Der italienische Philosoph Giorgio Agamben – die FR bezeichnet ihn anlässlich eines Auftritts dieser Tage in der Berliner Volksbühne als Superstar – könnte in seiner Zeitdiagnose womöglich auch mit Benedikt XVI. einig sein. Hier in der Paraphrase der Frankfurter Rundschau:

„Das Postulat vom Tod Gottes habe gerade nicht zur Abschaffung jedweder Religion geführt, sondern den Menschen nur an Gottes Stelle treten lassen, ganz auf sich allein gestellt, vollkommen überfordert mit seiner absoluten, souveränen und diktatorischen Vollmacht über sich und seines gleichen. Die Konzentrationslager, hier ist der Philosoph unerbittlich klar, erweisen sich insofern als Symptome einer postsäkularen Überforderung.“

Agamben allerdings zieht daraus (was nicht unbedingt überrascht) andere Schlüsse als der Papst. Das Fazit der taz:

„So bleibt es bei der Beschwörung eines seinsgeschichtlichen Verhängnisses, das Politik und Metaphysik, Gesetz und Moral, aber auch die Menschen und die Dinge voneinander trennt. Und es bleibt bei der Beschwörung der Hoffnung, dass sich das alles einmal wieder zum Guten wenden wird. So hat man an dem Abend vorgeführt bekommen, dass Giorgio Agamben zwar die Metaphysik wieder in ihr Recht setzen will, nicht aber Diskurs und Streit.“ [beide Zitate via Perlentaucher]

Giorgio Agamben: Profanierungen. Aus dem Italienischen von Marianne Schneider. Suhrkamp Verlag, Frankfurt am Main 2005, 96 Seiten, 7 Euro.
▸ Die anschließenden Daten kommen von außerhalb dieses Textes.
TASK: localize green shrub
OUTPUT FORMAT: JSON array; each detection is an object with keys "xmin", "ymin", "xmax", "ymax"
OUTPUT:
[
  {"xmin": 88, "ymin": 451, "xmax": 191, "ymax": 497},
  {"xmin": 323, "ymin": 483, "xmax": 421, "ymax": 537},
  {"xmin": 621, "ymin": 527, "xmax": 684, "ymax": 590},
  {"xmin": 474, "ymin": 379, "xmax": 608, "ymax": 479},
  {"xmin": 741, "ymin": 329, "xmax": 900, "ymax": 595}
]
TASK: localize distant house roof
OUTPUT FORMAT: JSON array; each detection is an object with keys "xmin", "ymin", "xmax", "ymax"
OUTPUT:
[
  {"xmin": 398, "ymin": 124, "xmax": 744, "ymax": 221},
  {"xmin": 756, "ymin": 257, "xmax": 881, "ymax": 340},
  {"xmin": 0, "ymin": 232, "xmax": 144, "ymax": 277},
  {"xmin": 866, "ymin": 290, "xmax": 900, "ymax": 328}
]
Lesenswert auch die Rezension zu Homo sacer, dem Buch, mit dem Agamben bekannt wurde, in der Süddeutschen.

Hierarchie

Das Magazin brand eins erklärt einen Begriff:

„Das Wort Hierarchie stammt aus dem Griechischen und heißt so viel wie heilige Ordnung. Das „heilig“ ist sehr wichtig. Denn heilig ist alles, was man glauben kann oder auch nicht. Über das Heilige lässt sich aber nicht verhandeln. Halb heilig gibt es so wenig wie ein bisschen schwanger.“ [via medienrauschen]

So weit, so gut. Aber ist der Begriff heilig korrekt erklärt? Wohl kaum. Ich nehme ihn mal in meine Liste auf.

Kirchenverständnis

Damit es nicht untergeht: In den Kommentaren zu diesem Beitrag führe ich gerade eine kleine Diskussion ein Wortgefecht mit einem anonymen Gesprächspartner über ein Bündel von Themen mit Schwerpunkten bei Matthias Kroeger und Ekklesiologie.

Nachtrag: Petra kommentiert das Wortgefecht.